“Eat. Sleep. Netflix.”
By LAUREN GOLDSTEIN and LAUREN DOLOWICH
With 30 million subscribers and counting, Netflix has caused a rise in “binge-watching,” the act of watching multiple television shows, movies, series, and documentaries in one sitting or over a short period of time. For Jericho High School students, access to this online media streaming service often causes distraction from schoolwork and, in certain cases, social alienation.
Psychiatrist Norman Doidge, as quoted in “The Wall Street Journal,” said that binge-watching is a result of changes in brain chemistry. “We get into something akin to a trance with great storytelling,” he said. According to Doidge, we identify with television characters’ emotions and begin to feel those emotions ourselves, leading to a change in brain chemicals that causes viewers to feel an impulse to continue watching.
“These tend to be protracted states,” he said of people’s strong desire to see what happens next. Watching numerous episodes of a show in quick succession can lead to “a deeper virtual-reality experience of the narrative. It can seem more real, from a neurological point of view,” Dr. Doidge said.
In a survey conducted by the JerEcho, 48% of Jericho High School students surveyed said that binge-watching causes them to be distracted from their schoolwork. Junior Bari Yorke started watching shows on Netflix two years ago, and she has fully completed six television series since then. Yorke says that she watches four to five hours of Netflix per night during the week, and much more on weekends. So far, she has completed television series “Dexter,” “One Tree Hill,” “Gossip Girl,” “90210,” “Weeds,” and “Orange Is the New Black.” She has now turned her attention to “The Vampire Diaries” as well as various television shows and documentaries about the sociology of street gangs.
“Watching ‘One Tree Hill’ took me a month–it’s nine seasons and twenty-something episodes in each season,” Yorke said. “I sit home, and I watch Netflix, and I don’t do my work.”

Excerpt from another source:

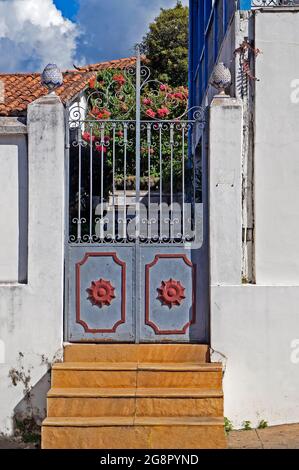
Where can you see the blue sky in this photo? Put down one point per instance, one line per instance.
(110, 28)
(34, 33)
(69, 8)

Junior Sam Newman said that Netflix’s “post-play” feature, which continuously plays two additional episodes following a chosen episode, combined with the service’s lack of commercials and advertising, causes him to spend an excessive amount of time on Netflix every night. Newman has seen his dedication to schoolwork begin to wane. “You constantly say ‘I can watch one more and then another,’ and then it’s too late and you want to rush through your homework because you have to see the next episode,” he said. “It gets hard to balance.”
Similarly, senior Ryan Sandler said that watching shows on Netflix usually takes up half of her afternoon and evening. She comes home from school at 3:40 p.m. and stays on Netflix until 7 p.m. or later, after which she first begins her schoolwork. “I have a lot of free time because I’m a senior,” Sandler said. She spends a lot of time scrolling through the site’s most frequently watched shows and watches movies.
Jericho students also cite a lack of interest in their regular activities as a result of their Netflix “addictions.”
Yorke said that in addition to postponing her schoolwork, she is no longer as physically active. Instead of going to the gym during the week or making plans with friends on weekends, Yorke sometimes turns to watching shows on Netflix.
However, there are students who are able to maintain active social lives and dedication to their schoolwork while keeping up with their favorite shows on Netflix. Newman said that he often sees students interacting and discussing different aspects of Netflix shows that they mutually watch. One JerEcho survey respondent said that Netflix allows him/her to “have temporary pleasure and escape from stresses of life.” Clearly, many students see watching shows on Netflix as a break from schoolwork during especially stressful imes.